Throughout life, almost all tissues require a blood supply to deliver nutrients and remove waste products. Problems with blood vessel development can lead to severe birth defects. Later, vascular growth and remodeling play a key role in pathologies including diabetes, macular degeneration and rheumatoid arthritis. In addition, tumor growth is crucially dependent on the host blood supply, and this has made the vascular system a major target for anti-cancer therapies. These features make patient-specific computer models of vascular tissues a natural target for the VPH. Over a number of years a multiscale model for vascular tissues has been developed by the EP11 team as part of projects funded by the EU (FP5, FP6), the UK (BBSRC, EPSRC), German (BMBF) and US (NCI/NIH) research councils. The model combines (A) fluid flow in a vessel network; (B) PDEs for the transport, release and uptake of diffusible substances such as oxygen; (C) cell division and reinforced random walks of cells on a regular lattice; (D) ODEs for subcellular networks that regulate the cell cycle and growth factors such as VEGF; and (E) integration of angiogenic and vasculogenic endothelial cells into the vascular network. The model (Owen et al. 2011, Cancer Research 71(8); Perfahl et al. 2011, PLoS ONE 6(4)) is at a stage of maturity that makes it ideal for a VPH NoE Exemplar Project, in order to reinforce these developments, and to enable re-use, integration and sharing of the model and relevant data.
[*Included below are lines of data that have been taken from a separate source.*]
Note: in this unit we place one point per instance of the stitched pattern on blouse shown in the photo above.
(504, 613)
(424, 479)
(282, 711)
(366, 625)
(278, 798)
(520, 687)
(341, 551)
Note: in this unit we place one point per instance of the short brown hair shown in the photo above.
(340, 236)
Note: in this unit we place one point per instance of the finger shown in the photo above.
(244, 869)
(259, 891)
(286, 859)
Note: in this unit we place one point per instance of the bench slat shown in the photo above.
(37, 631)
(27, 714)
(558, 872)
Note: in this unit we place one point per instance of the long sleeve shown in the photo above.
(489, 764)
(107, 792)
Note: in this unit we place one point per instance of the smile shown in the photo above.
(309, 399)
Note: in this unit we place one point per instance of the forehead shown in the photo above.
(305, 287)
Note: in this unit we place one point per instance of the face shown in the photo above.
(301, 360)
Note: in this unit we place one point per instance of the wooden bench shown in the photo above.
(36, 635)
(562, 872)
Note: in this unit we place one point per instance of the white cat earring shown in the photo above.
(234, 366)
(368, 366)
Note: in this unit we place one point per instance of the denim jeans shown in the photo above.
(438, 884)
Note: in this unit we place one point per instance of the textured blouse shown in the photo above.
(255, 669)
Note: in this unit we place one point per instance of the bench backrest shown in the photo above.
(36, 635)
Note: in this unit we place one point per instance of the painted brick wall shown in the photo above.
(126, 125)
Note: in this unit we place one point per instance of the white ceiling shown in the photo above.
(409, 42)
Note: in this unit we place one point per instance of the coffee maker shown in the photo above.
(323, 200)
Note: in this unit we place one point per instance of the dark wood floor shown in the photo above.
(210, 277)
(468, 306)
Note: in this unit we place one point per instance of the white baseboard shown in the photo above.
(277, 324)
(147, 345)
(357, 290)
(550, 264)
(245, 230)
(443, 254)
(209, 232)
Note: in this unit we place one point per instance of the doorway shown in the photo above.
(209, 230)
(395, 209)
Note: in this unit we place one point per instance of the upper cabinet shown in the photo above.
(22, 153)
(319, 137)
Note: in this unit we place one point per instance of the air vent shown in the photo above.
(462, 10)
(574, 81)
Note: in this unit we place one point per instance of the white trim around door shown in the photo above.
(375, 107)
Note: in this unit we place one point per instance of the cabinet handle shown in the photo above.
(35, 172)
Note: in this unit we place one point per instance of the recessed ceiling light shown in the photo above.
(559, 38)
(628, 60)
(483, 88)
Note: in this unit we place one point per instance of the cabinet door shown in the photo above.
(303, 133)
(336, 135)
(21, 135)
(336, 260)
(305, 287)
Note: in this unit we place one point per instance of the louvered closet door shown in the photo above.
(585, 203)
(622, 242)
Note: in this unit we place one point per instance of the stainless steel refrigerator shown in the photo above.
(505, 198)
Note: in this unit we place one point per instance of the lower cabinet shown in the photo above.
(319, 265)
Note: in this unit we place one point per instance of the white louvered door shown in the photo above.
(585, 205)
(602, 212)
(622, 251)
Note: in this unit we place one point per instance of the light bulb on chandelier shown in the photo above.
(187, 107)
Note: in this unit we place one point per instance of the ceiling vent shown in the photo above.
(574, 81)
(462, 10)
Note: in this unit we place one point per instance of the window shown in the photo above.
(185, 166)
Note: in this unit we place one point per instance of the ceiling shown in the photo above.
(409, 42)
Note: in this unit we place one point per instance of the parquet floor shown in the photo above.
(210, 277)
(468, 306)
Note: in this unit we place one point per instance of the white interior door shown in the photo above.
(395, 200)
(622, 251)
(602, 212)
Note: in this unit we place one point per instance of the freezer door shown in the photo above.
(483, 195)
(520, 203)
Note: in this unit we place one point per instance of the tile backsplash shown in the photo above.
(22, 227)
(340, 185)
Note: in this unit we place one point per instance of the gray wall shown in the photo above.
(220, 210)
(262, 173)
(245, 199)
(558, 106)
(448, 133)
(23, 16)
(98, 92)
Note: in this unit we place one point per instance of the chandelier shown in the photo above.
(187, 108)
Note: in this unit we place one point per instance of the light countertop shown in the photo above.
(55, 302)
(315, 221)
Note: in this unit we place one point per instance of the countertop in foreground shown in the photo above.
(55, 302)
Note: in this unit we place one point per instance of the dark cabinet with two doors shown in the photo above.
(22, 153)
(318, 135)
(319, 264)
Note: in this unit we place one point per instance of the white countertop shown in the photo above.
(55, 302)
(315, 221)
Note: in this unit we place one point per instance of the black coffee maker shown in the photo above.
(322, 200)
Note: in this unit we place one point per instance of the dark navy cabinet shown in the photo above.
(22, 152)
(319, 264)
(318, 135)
EP11 will implement a user-friendly Vascular Tissue Modeling Environment (VTME) within the "Cancer, Heart and Soft Tissue Environment" tool (CHASTE, http://web.comlab.ox.ac.uk/ chaste/), already part of the VPH ToolKit (http://toolkit.vph-noe.eu/). VTME will enable sustainable curation of published vascular tissue simulations within the Chaste environment. It will be standards-based and infrastructure-supportive, adopting existing standards where they exist (SBML, CellML, MIRIAM, MIASE), and contributing to the development of new VPH standards (e.g., for vascular networks).